Even bosses can be sexually harassed — one woman's story about the power of speaking up
—Sarah Cayne has been sexually harassed at work, even when she was the boss. However, Cayne said she has had positive experiences after speaking out against her harassers.
She called from Vancouver to tell Checkup listeners that she believes speaking up when something happens to them, or their coworkers, is the only way to initiate a change in someone's behaviour.
Listen to her conversation with host Duncan McCue below.
Sarah Cayne: I'm calling because I have had the absolute privilege of being raised by a woman who helps support me to have a voice and I use that voice to call out people who have sexually harassed me in my life, which has happened on numerous occasions.
But I've also used that voice to help advocate and support for other people who haven't had that same privilege. That same benefit in their life. And it's so important for people to take the opportunity to speak out when these things happen, because it's important for people to be called out so that they know it's not acceptable.
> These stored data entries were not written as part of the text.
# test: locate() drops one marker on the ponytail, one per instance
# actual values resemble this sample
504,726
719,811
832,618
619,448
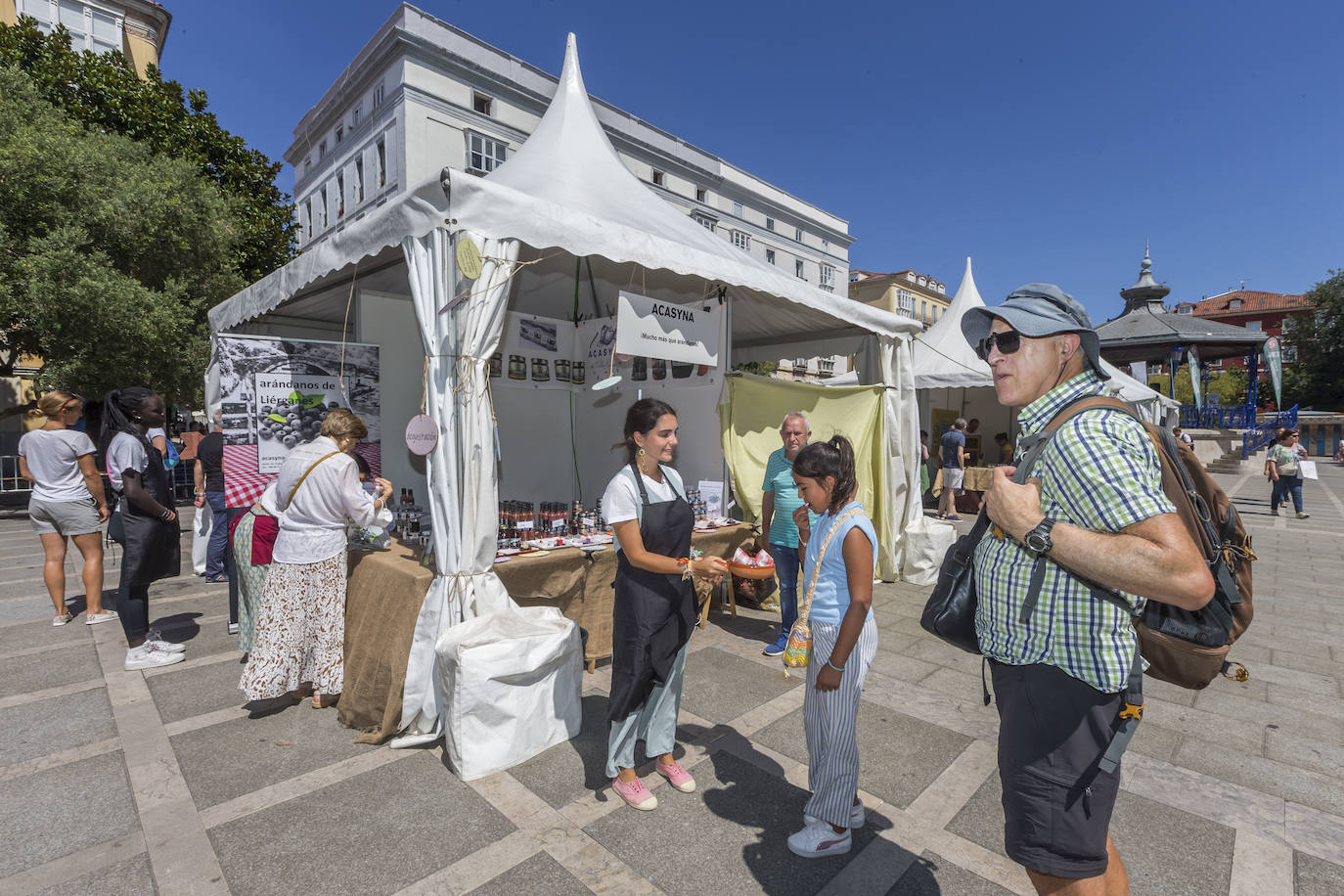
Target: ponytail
833,458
I had a man in my workplace — and I was in a position of authority — and every day he would greet me by saying, 'hi beautiful, how are you today beautiful?' And so I told him the first time, 'my name is Sarah. Please call me by my name.'
The second time it happened I said, 'my name is Sarah, and you need to call me by that name or there's going to be further consequences to that.'
A third time it happened it was in an elevator full of people. The other times it had happened there was nobody else around. So I said to him loudly, and in front of the other people, 'I've told you two times before not to use that language with me. It is not appropriate. You can call me by my name.'
He never spoke to me again in the work environment which was ideal. It was not necessary for he and I to communicate.
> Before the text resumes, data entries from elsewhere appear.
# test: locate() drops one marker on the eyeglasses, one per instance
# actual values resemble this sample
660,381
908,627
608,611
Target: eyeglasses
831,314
It's so important for men and for women who end up in these types of situations to not let their power be taken away from them.
Duncan McCue: Sarah, let me let me read a tweet that we received. I'm curious to know what your reaction is to it. Patty Davis in Ottawa tweets: "We know it is still common. Perks of power. Perhaps a better question is "Why don't women speak up?""
We know it is still common. Perks of Power. Perhaps a better question is "Why don't women speak up?"—@pattidavisart
SC: It's scary to speak up. It's not easy to speak up. But I've never been one to shy away from something. I've always been the person to say the thing that other people are scared to say.
It's that we have to own our own experiences, and do our best to fight through it. And the more that people bring this to light the more I think that they will realize that people — the majority of managers — they don't want you going through this type of experience.
If you bring sexual harassment in the workplace to your manager's attention, I think that the majority of the time it would be dealt with in a way that would mitigate it from happening in future.
So, if you've got a voice, if you can say something, if you can help speak up for yourself, or for other people, it's wildly important that we do it, because people that are perpetrating it aren't always aware that they're having an impact. If they're not being called out on it, and being made aware of it, then how can they change their behavior?
Those who are aware of it need to be called out on it so that they cannot go on and do it to the next person. You know, 'maybe I'm going to lose my job if this happens again.' Maybe they'll take it a little bit more seriously.
It's very important for us to keep our own power. And it's not to just acquiesce to the person that wants to keep us under their thumb.